Should you pay for a MOOC-based certification in R?

My simple response is no. Instead, you should use the portfolio you create as part of your learning to aggressively market yourself to people who care about the kinds of things you can do for them. That's where you will get the payoff, and it's the only proof that really matters.

This said, I have occasionally paid for certifications. Why don't MOOCs teaching R, even very good ones, pass the test?

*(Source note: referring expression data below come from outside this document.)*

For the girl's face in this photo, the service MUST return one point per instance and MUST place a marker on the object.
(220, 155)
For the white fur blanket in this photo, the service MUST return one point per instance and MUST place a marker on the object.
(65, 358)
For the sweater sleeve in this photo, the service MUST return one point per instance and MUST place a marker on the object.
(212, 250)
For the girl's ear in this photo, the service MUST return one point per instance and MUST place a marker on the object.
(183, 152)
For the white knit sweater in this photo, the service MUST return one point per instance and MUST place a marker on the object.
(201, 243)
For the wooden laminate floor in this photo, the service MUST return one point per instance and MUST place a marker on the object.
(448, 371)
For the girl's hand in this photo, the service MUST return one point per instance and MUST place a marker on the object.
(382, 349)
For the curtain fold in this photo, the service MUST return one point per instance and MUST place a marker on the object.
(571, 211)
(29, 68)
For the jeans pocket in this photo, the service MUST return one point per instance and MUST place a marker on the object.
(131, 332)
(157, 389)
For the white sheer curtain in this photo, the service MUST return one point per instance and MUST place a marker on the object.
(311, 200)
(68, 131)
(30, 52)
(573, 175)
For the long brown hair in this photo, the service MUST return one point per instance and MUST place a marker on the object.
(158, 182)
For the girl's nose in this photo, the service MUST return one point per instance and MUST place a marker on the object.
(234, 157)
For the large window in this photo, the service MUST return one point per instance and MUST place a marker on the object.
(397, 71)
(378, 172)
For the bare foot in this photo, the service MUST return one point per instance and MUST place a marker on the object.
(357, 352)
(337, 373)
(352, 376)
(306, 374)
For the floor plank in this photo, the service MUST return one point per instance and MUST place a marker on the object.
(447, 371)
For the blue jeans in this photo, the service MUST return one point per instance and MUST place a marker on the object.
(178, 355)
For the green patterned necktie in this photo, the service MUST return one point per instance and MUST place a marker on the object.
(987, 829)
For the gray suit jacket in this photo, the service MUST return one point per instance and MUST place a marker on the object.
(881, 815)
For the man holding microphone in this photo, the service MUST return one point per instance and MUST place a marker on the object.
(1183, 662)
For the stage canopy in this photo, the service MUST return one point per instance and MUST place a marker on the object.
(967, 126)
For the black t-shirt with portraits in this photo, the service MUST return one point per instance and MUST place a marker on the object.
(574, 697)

  • Paying does not entitle you to premium support or any support really. At most, it seems you pay just to guarantee that it's really you taking the course although, to be fair, this verification may itself have some incidental value. For instance one study group of students taking Coursera's Data Science Specialization use whether you are a paying, identity-verified course participant, as one criterion for joining them. If that's important to you, then paying might be worth it.
  • Employers don't really value certification unless the field is well understood and the certification tests can be used to differentiate ability in the market place. Learning R is of some value, but it's really being able to structure problems and derive useful answers that is the real value. MOOCs don't teach that, and MOOC certifications don't demonstrate you can do that.
  • The quality of MOOCs is uneven. For instance, even the excellent MITx MOOC I'm currently auditing, The Analytics Edge, has some glaring mistakes in one of the problem sets. If you've taken enough courses on quantitative analysis, you know that mistakes are bound to happen. The problem is that you have no real recourse other than complaining on the forums. Why pay for that?
So, in short, I say don't pay because it doesn't get me anything. When might I pay? If I could pay $300 or $400 and get real support, I'd consider it for certain topics. I might (and have) paid several thousand dollars for learning experiences that then give me access to verifiable earning opportunities. I've also paid up to $1000 for subscriptions to services that provide real analytic value.